A 125-g stainless steel ball bearing at 545C⁰ (steel has a specific heat capacity of 0.50J g⁻¹C⁻¹) is dropped into 80mL of water at 27.5C⁰ in an open Styrofoam cup. As a result, the water is brought to a boil when the temperature reaches 100.0C⁰.

What mass of water vaporizes while the boiling continues? (∆H⁰vap = 40.6kJ/mol H₂O)

The Attempt at a Solution

m_w = -\frac{m_s c_s (100 - 545)}{c_w (100 - 27.5)}

I got 91.7g, but it is wrong

 

[gneill]

I don't see the original mass of the water in your expression, nor where you've accounted for the heat required vaporize at least some of it. Further, since there are only 80 grams of water to begin with (water has a density of 1 gram per mL), it's a miracle that you've managed to evaporate nearly 92 grams of the stuff!

 

[flyingpig]

There is no original mass, this is all I have been given.

 

[gneill]

There is no original mass, this is all I have been given.

"...is dropped into 80mL of water..."

 

[flyingpig]

80g? 1g/mL? What does that have to do with the heat though?

 

[flyingpig]

91.7g - 80g = 11.7g?

 

[gneill]

Yer spitballing. Work though the problem one step at a time.

The steel ball is dropped into the water. No boiling can take place until all the water reaches the boiling point. How much heat does that take? Where does that heat come from?

 

[flyingpig]

Q = (80g)(4.18)(100-27.5) = 24.244J?

What do I do now?

 

[gneill]

Okay, your method's correct but you've lost some orders of magnitude. Check your units. Once you've fixed it...

Where did that heat to raise the temperature of the water come from? What's the new temperature of the source?

 

[flyingpig]

(80g)(4.18J/g C)(100-27.5) = 24.244J? They look fine to me

The heat comes from the ball, the new temperature is 545C.

 

[gneill]

(80g)(4.18J/g C)(100-27.5) = 24.244J? They look fine to me

The heat comes from the ball, the new temperature is 545C.

So, 80 x 4.18 x 72.5 = 24.2? Must be the "new math"!

And 545C was the original temperature of the steel ball.

 

[flyingpig]

*24244J, my calculator put a comma...

*100 degrees, when they reached that temperature is the new temperature.

 

[gneill]

*24244J, my calculator put a comma...

That's better!

*100 degrees, when they reached that temperature is the new temperature.

Okay, we can work it that way. I was going to suggest calculating the new temperature of the steel ball once the water had reached 100C and before any water had started turning to steam. But we can skip over that step and account for it later.
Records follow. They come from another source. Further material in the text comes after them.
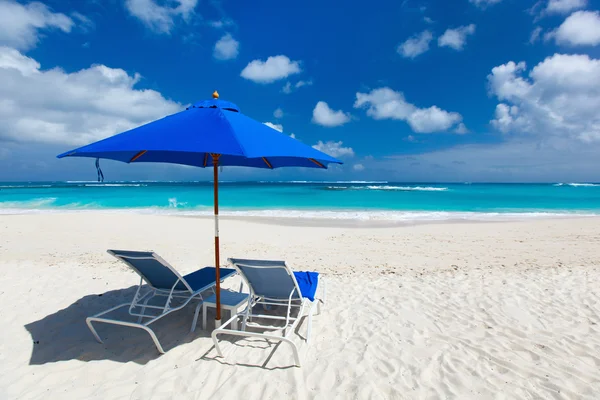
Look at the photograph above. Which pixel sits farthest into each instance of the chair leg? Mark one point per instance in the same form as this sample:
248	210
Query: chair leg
89	324
144	309
195	321
154	339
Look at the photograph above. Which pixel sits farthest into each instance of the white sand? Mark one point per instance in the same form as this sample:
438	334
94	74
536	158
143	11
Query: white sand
467	311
Everything must be accounted for in the end!

IF we assume that there will be some water left after the steel ball reaches 100C and the boiling stops, how much heat in total will come from the steel ball and go into water?

 

[flyingpig]

Q = (125g)(0.5)(100-545) = -27812.5J

 

[gneill]

Q = (125g)(0.5)(100-545) = -27812.5J

Okay. That's the total amount of heat available from the steel ball to work its magic on the water from start to finish.
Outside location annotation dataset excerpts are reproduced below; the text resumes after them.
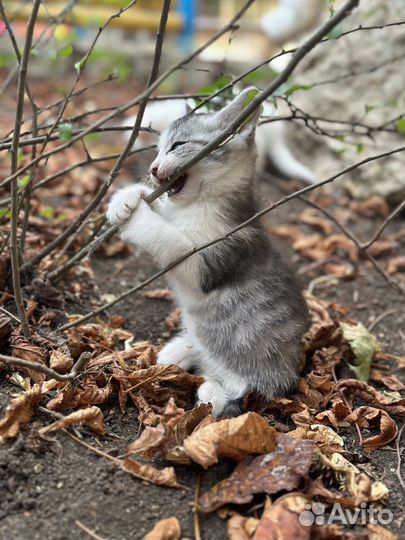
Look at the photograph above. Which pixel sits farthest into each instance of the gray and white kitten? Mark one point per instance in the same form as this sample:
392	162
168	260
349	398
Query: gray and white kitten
243	313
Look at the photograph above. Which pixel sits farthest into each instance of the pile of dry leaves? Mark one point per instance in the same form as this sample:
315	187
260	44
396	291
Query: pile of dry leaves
289	453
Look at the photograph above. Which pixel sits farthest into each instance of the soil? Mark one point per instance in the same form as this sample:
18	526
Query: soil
46	490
Some of that capital has already been spent on raising the temperature of the water to 100C. What's remaining to turn water to steam?

 

[flyingpig]

My breathe...? I don't know.

 

[gneill]

You've calculated the total heat available from the steel ball. You've calculated the amount of heat it took to raise the water temperature to 100C. What's left of the heat available?

 

[flyingpig]

24244J + -27812.5J = 3568J

The excess heat

40.6kJ/mol H₂O x (80g/18g/mol) = 180444J

Now I am stuck again...

 

[gneill]

Why are you assuming that all the water will be turned to steam?

First convert the ∆H from kJ/mol to kJ/g without worrying about the amount of water involved; get that value first.

 

[flyingpig]

40.6kJ/mol / 18g/mol = 2.25kJ/g

 

[gneill]

Excellent. Now, your energy budget remaining is a paltry 3568 J. You have 3568 Joules available to convert water to steam at a going rate of 2.25 kJ per gram of water converted. How many grams can you afford to convert?

 

[flyingpig]

3568J/2.25kJ/g = 1.585g? Did I get it right!?

 

[flyingpig]

Nope I am right! (well you are right...)

 

[gneill]

3568J/2.25kJ/g = 1.585g? Did I get it right!?
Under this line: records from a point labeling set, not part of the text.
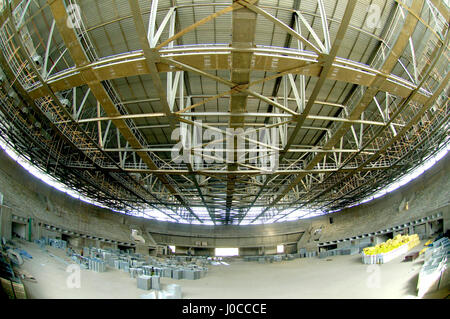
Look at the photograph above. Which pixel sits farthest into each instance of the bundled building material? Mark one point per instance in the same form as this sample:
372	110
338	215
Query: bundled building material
136	272
177	273
57	243
174	290
156	283
97	265
389	250
433	274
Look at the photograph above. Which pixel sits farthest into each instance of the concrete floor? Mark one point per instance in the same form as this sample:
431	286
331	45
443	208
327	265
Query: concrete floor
336	277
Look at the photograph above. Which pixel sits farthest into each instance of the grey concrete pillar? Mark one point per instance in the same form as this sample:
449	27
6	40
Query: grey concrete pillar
6	223
427	230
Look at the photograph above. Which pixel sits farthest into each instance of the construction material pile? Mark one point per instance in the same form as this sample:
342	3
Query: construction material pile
433	275
392	248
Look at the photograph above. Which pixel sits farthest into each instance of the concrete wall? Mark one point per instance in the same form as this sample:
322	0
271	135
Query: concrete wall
27	196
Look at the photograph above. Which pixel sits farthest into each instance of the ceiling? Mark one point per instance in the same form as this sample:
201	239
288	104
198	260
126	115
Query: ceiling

You have reached your destination. Now see if you can repeat the process without looking at these notes!

Working these problems is a matter of keeping track of where the energy is, where it's going, how much is available, and how much required to accomplish the various "steps" (like raising or lowering temperatures to specific points where phase changes occur). It's a lot like being an accountant, where the currency is heat.